É perfeitamente compreensível quando os pais, os filhos, irmãos, maridos e esposas diante da perda trágica e traumática de um ente querido defendam com todas as suas forças, ainda que impulsionada por ódio, pelo desejo de vingança ou por qualquer outro anseio, a pena de morte, a redução da “maioridade penal”, a tortura ou qualquer outra medida draconiana. Eles agem movidos pela emoção, pela dor, em razão de um sofrimento inimaginável e incomparável com qualquer outro.

Passaram-se 12 anos e nada mudou, “mudaram as estações, nada mudou”. Toda vez que um menor de 18 anos pratica um ato infracional (conduta descrita como crime ou contravenção penal) e, principalmente, se este ato é cometido contra alguém da classe média/alta, logo aparecem os “juristas” de plantão para propor a redução da imputabilidade penal como medida necessária para combater a violência e a criminalidade. O mesmo não ocorre quando as vítimas da violência são os próprios menores que vivem nas ruas, engolindo fogo, engraxando sapatos ou fazendo malabarismo nos semáforos das grandes cidades em busca da sobrevivência.
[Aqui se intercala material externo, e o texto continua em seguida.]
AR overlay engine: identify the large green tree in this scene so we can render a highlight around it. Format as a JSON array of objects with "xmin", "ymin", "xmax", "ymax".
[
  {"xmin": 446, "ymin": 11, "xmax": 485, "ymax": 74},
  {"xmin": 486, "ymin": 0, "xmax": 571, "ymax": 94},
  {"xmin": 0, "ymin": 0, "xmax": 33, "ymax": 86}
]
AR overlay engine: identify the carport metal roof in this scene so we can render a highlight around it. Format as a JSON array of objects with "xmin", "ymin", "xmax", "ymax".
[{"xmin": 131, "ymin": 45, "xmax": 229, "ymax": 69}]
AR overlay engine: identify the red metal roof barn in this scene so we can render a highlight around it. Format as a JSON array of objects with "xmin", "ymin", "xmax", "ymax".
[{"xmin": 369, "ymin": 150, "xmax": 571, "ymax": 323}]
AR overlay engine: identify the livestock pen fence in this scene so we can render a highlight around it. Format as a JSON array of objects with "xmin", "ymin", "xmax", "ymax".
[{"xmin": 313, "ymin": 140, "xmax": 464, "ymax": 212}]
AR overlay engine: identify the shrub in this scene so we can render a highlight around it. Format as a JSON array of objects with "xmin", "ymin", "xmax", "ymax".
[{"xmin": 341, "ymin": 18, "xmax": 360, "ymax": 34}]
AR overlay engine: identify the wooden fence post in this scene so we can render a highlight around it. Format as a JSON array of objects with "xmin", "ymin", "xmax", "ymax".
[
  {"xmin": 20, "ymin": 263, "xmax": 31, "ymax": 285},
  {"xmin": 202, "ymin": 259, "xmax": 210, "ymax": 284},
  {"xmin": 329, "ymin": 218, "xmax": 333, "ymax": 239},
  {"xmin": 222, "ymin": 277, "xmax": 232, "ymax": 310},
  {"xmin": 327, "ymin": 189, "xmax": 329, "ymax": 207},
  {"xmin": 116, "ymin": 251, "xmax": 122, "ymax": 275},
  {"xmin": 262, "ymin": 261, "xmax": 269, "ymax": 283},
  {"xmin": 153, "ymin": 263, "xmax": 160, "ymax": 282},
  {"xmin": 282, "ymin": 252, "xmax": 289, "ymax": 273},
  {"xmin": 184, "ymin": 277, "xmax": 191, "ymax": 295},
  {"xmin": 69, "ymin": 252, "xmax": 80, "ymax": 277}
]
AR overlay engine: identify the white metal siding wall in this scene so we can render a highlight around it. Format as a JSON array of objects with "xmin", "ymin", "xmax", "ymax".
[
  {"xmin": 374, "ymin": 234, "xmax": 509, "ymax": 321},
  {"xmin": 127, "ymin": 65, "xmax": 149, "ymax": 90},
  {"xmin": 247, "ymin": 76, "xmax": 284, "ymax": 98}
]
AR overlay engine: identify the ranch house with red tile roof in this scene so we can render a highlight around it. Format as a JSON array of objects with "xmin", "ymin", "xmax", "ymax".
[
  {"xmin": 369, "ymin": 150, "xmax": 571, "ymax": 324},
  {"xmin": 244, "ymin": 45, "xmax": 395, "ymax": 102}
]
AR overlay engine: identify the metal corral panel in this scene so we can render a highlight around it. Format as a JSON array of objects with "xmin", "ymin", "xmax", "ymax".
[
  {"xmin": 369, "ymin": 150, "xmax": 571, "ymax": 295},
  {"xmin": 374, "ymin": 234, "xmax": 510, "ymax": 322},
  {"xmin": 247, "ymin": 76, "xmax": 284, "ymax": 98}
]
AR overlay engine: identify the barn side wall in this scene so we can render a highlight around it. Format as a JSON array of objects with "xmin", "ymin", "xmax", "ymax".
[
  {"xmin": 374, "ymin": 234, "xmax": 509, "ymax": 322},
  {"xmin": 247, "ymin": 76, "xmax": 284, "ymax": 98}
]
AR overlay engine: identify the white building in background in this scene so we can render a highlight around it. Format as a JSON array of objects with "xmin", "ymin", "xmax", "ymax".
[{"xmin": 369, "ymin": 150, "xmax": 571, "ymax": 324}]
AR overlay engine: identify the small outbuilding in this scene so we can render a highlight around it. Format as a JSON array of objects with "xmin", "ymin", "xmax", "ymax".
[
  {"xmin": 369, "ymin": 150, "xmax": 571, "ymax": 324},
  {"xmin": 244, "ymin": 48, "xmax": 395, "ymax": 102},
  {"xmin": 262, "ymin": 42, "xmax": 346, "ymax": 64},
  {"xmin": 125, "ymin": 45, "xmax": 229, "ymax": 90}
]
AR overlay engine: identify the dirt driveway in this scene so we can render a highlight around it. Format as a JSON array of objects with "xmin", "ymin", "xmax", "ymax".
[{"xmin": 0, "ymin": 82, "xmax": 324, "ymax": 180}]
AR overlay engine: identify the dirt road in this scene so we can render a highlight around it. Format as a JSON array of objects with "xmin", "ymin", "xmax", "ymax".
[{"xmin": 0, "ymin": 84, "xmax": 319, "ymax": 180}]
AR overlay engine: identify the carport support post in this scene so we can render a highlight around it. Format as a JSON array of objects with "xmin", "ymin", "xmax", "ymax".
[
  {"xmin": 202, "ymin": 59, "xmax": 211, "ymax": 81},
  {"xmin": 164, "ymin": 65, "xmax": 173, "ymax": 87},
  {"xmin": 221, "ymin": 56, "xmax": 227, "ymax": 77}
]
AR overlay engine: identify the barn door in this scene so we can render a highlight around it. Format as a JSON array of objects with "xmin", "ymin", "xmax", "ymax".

A maioria das vítimas da violência, para aqueles que desconhecem, são os próprios jovens (segundo dados do Ministério da Saúde a principal causa de morte entre os jovens de 15 a 24 anos é o homicídio) de uma classe que está privada do mínimo de condições necessárias para se viver com dignidade.

Por tudo, como diz o poeta, eternizado na voz forte e marcante de Elis Regina: “minha dor é perceber, que apesar de termos feito tudo que fizemos ainda somos os mesmos e vivemos como nossos pais…”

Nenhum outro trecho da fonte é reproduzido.